Feitas as considerações, vamos às contas…
Primeiramente, algumas premissas: Ao fazer as contas consideramos um custo por hora trabalhada do profissional em R$50,00, o que representaria um salário liquido de R$ 3.000,00 por mês. Consideramos também que um profissional consegue realizar o trabalho de escritório, de campo e no cadastramento no SICAR em 1,5 dias (gastando 4 horas cada uma das etapas). Muitas vezes pode-se demorar mais do que apenas 4 horas para realizar cada etapa e isso faz com que os custos aumentem.

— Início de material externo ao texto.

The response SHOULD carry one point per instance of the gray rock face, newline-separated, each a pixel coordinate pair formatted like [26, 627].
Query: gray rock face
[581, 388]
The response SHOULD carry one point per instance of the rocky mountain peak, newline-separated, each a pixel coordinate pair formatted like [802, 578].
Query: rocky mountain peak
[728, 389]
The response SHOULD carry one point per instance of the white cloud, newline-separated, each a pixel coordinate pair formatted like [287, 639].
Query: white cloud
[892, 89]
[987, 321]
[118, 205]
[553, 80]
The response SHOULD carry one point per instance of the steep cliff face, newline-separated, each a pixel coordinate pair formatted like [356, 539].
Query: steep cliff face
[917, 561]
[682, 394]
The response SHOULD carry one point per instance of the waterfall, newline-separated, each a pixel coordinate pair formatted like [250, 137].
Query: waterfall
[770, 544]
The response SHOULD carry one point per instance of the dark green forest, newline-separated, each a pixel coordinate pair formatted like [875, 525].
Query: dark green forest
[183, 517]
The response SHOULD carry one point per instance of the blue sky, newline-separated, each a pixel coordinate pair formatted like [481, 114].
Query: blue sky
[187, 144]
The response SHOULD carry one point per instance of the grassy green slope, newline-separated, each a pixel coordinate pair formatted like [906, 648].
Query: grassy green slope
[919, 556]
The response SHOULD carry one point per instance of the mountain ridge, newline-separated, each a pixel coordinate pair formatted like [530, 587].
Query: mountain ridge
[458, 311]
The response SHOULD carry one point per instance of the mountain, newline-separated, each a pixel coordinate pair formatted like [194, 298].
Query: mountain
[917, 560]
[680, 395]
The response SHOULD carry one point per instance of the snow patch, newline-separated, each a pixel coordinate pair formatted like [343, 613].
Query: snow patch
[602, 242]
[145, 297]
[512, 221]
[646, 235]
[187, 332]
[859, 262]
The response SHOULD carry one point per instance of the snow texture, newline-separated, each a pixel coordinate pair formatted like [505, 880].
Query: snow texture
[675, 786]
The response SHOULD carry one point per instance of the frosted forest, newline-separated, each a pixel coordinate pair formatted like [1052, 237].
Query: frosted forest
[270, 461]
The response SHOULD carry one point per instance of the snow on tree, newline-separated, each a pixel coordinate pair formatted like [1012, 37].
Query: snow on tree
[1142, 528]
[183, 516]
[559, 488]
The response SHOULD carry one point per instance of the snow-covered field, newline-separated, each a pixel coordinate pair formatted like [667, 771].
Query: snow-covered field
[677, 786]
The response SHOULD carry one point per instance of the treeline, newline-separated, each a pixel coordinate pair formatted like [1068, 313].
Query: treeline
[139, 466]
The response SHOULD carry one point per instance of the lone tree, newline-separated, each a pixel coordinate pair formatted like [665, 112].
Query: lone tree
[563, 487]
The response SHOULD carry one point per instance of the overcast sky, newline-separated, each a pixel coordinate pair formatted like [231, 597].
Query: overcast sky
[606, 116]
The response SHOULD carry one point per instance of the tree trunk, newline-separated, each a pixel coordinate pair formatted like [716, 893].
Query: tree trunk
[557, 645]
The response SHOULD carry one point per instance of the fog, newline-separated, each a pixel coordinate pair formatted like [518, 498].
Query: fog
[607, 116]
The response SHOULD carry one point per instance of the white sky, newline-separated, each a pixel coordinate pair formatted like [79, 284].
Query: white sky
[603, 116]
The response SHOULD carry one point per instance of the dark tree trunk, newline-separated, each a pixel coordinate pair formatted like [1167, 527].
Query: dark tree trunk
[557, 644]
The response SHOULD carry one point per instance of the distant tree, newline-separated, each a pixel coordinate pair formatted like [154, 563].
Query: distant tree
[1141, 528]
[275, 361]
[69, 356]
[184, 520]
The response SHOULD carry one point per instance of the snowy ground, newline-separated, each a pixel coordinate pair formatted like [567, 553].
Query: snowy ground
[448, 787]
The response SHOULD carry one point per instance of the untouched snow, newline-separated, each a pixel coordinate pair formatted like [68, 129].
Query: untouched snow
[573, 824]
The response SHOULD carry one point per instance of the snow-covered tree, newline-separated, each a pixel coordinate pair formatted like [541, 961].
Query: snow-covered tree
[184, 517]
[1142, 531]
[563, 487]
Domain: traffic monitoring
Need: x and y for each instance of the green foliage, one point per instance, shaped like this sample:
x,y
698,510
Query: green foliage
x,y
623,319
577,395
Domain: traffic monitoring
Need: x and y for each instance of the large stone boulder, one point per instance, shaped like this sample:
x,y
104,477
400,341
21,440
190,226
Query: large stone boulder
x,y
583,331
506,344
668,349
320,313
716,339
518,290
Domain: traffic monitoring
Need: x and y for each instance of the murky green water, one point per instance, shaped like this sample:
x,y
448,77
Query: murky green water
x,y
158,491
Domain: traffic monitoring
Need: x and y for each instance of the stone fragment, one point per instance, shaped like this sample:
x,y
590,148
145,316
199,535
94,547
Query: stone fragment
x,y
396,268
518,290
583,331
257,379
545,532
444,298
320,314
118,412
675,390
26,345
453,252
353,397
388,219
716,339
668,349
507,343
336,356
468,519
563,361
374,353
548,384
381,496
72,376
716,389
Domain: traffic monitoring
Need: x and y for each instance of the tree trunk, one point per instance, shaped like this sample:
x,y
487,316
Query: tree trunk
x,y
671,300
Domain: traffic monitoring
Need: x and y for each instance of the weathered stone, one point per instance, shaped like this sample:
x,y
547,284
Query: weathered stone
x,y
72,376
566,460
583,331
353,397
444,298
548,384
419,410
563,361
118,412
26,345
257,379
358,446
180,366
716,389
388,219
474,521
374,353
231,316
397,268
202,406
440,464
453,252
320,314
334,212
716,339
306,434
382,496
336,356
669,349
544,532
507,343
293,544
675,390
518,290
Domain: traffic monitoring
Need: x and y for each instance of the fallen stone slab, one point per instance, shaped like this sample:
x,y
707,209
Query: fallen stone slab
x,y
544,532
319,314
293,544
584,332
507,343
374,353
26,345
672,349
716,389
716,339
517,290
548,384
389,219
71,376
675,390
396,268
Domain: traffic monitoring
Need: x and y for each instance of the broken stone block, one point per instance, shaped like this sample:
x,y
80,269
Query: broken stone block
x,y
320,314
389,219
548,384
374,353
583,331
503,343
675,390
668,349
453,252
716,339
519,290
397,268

Calculem bem realmente quanto tempo demora cada etapa.
Colocadas as premissas, para as etapas de escritório, campo e cadastro um custo de R$ 600,00 já foi gerado, R$ 200 em cada etapa. Mas não podemos considerar apenas o custo do trabalho realizado. Deslocamento, hospedagem e alimentação são custos que devem ser computados para o trabalho em campo. Agora adicione parte dos custos fixos como aluguel, luz, telefone e outras despesas que o profissional tenha e não se esqueça dos impostos caso o profissional trabalhe com nota fiscal ou RPA (Recibo Profissional Autônomo) o que teoricamente é obrigatório. Adicione ainda o custo da Anotação de Responsabilidade Técnica (ART) e contabilize. Nenhum profissional deveria estar cobrando menos que R$ 1.000,00 para realizar o CAR de qualquer propriedade.
Se você é um profissional que vende os serviços do CAR por R$ 500,00, cuidado, você está trabalhando de graça ou mesmo pagando para trabalhar. Pense nisso. Mas não para por aí. Ainda há um custo extremamente importante que deve ser levado em consideração, chamado co-responsabilidade…
O profissional que fizer o CAR para o proprietário é co-responsável pelas informações inseridas no SICAR. Caso haja erros ou informações omissas, o profissional também poderá ser processado e neste momento outros custos virão e se isso ocorrer, o profissional deve guardar uma reserva de cada cliente para poder se defender caso seja movida uma ação contra o mesmo. Um exemplo: o CAR da propriedade feita por um profissional foi considerado ativo, de acordo com as informações inseridas no CAR. Tempo depois, o banco que costuma financiar a safra do produtor recusa liberar o crédito, pois se verificou um erro no CAR, o que gerou uma pendência. O proprietário ficará feliz? Quem ele vai processar para reparar seu prejuízo? Esse foi só um exemplo, mas existem outros tantos que poderá chegar até o profissional que fez o CAR. Guarde pelo menos 30% dos valores cobrado de cada cliente para um fundo de reserva caso o profissional seja acusado de co-responsabilidade de uma pendência ocorrida no CAR.
Um bom exemplo foi a notificação recebida pelo BNDES em Março de 2010, por co-responsabilidade pelos impactos causados pela construção da Usina de Belo Monte apenas por financiar a obra (para quem não soube, o Banco Nacional de Desenvolvimento Econômico e Social financia 80% da obra).
A co-responsabilidade não é brincadeira e deve entrar no computo do preço cobrado do cliente. Tínhamos chegado em R$ 1000,00? Agora adicione os 30% e chegamos num valor mínimo de R$ 1.300,00. Profissional de verdade não pode cobrar menos de 1.300,00 para realizar o CAR de qualquer propriedade a não ser que o profissional demore menos de 1,5 dias para fazer todas as etapas (escritório, campo e cadastro no SiCAR).
Cobrar qualquer valor menor do que este é um prejuízo enorme para quem trabalha profissionalmente prestando serviços. Muitas vezes, pensamos em ‘ser bacana’ e cobrar uma quantia amigável para algum conhecido ou para um conterrâneo, e acabamos por sofrer as consequências.
Sendo assim, olhar para o CAR como uma coisa solitária, é o primeiro erro cometido, dificultando ainda mais para que o CAR ocorra com sucesso. Baratear o preço final para o cliente é o principal, pois valores muito baixos não cobrem as despesas, os esforços e também não serve de ressalva para possíveis problemas. Quem quer trabalhar com o CAR deve ter em mente os riscos corridos e procurar aplicar um preço justo, não somente atrativo. Senão, acaba por perder tempo, dinheiro e principalmente, o profissionalismo.